The best solution (as taken by npm, virtualenv and others) is to install libraries locally to the project that is building them.

That way, package management becomes the sole concern of the build system.

"Accumulation" is a good thing, it means each project has the exact version of a package that it was tested with, not some later version that a sysadmin decides it "probably should work with".

2 comments

OS package managers make two assumptions:

- that packages follow semver

- that the OS packagers are in a better position to test package combinations.

If the author releases a new version of libfoo, and A, B and C in an OS repo depend on libfoo, then the OS packagers do not release a new version of libfoo until the tests for A, B & C pass.

These are two good assumptions, and the language package world would be in much better shape if they followed those assumptions too.

Which OS are "OS package managers"? There is a world out there greater than GNU/Linux.
Cargo assumes the former.
Which is why we have testing and staging environments to make these changes on first. Conversely, when everything is pulling in their own version of a library, you run into situations like the zlib buffer overflow, where you had huge numbers of programs that needed to be rebuilt because no one used system-packaged libraries. Obsolete and vulnerable software is a liability, and not having tools which can readily tell what software needs to be updated makes quite a few peoples' jobs quite a bit harder.
You can't have it all.

Either you rely on system librarys OR every binary / library pulls in its own copy of its dependencies (npm model).

The latter lets you have multiple versions of the same library for different dependencies, without confusing your system package manager.

The former might mean 'less build time', but it's pretty much whats wrong with the C/C++ ecosystem; you can't track the system libraries from the package tool, and you get out of sync.

Pillow and freetype specifically pop to mind as an irritatingly broken recent example; when freetype upgrades, perfectly working python projects suddenly stop working because the base system freetype library has been upgraded; and the pinned python libraries that depended on the previous freetype version no longer work, because they rely on the system package manager not to do stupid things.

It would be nice if you could point cargo as a 'local binary cache' to speed things up, and make them work even if the central repository goes down; and that could be package manager friendly, I imagine.

I'd say look at the BSD ports system for an example of a system done well, and is extensible to such issues.
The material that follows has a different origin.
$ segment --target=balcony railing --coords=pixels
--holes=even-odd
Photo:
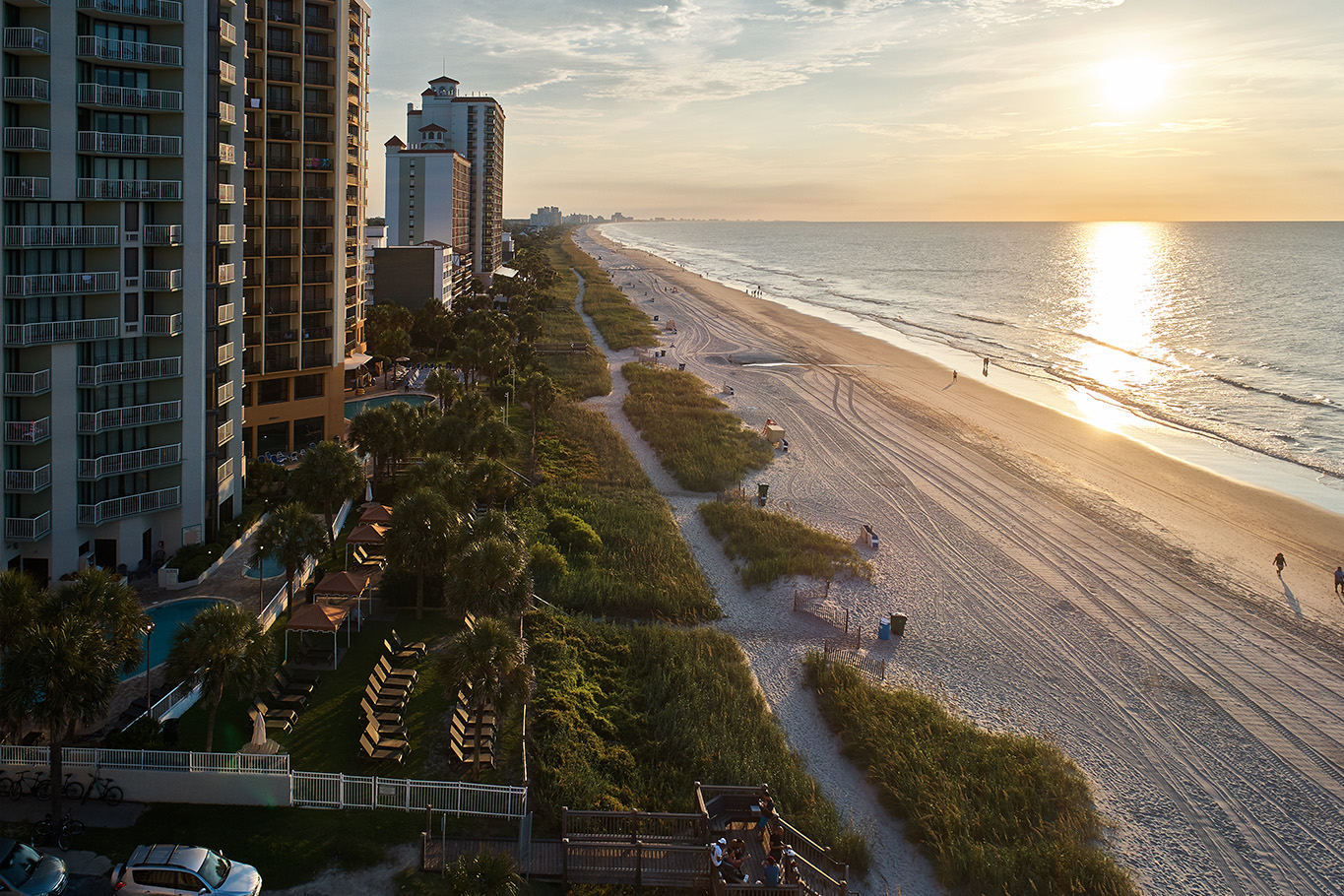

If your app depends on projects with irresponsible developers that make unannounced API/ABI changes and the like, the general format of the ports system, and tools for maintaining private repositories like portshaker and poudriere, make it easy to create ports that let you have the best of both worlds. To add to this, one can use metapackages and the like which don't have any files in and of themselves, but will point to the latest version. So, for example, you create a port named libbar, which is always going to get you the latest and greatest, but you also have libbar-1, libbar-12, etc, that you can use when you need an explicit dependency. Additionally, there are ports of the system library -- heimdal, openssl, etc, so you can have a stable base system, but still have more recent versions around for your application. Most of the issues people have with packaging these projects seems to be much more based around inexperience with good packaging tools and practices, rather than the idea of system packaging in and of itself.
Welcome to emerge @preserved-rebuild and revdep-rebuild. Still no better way has been found to date :/.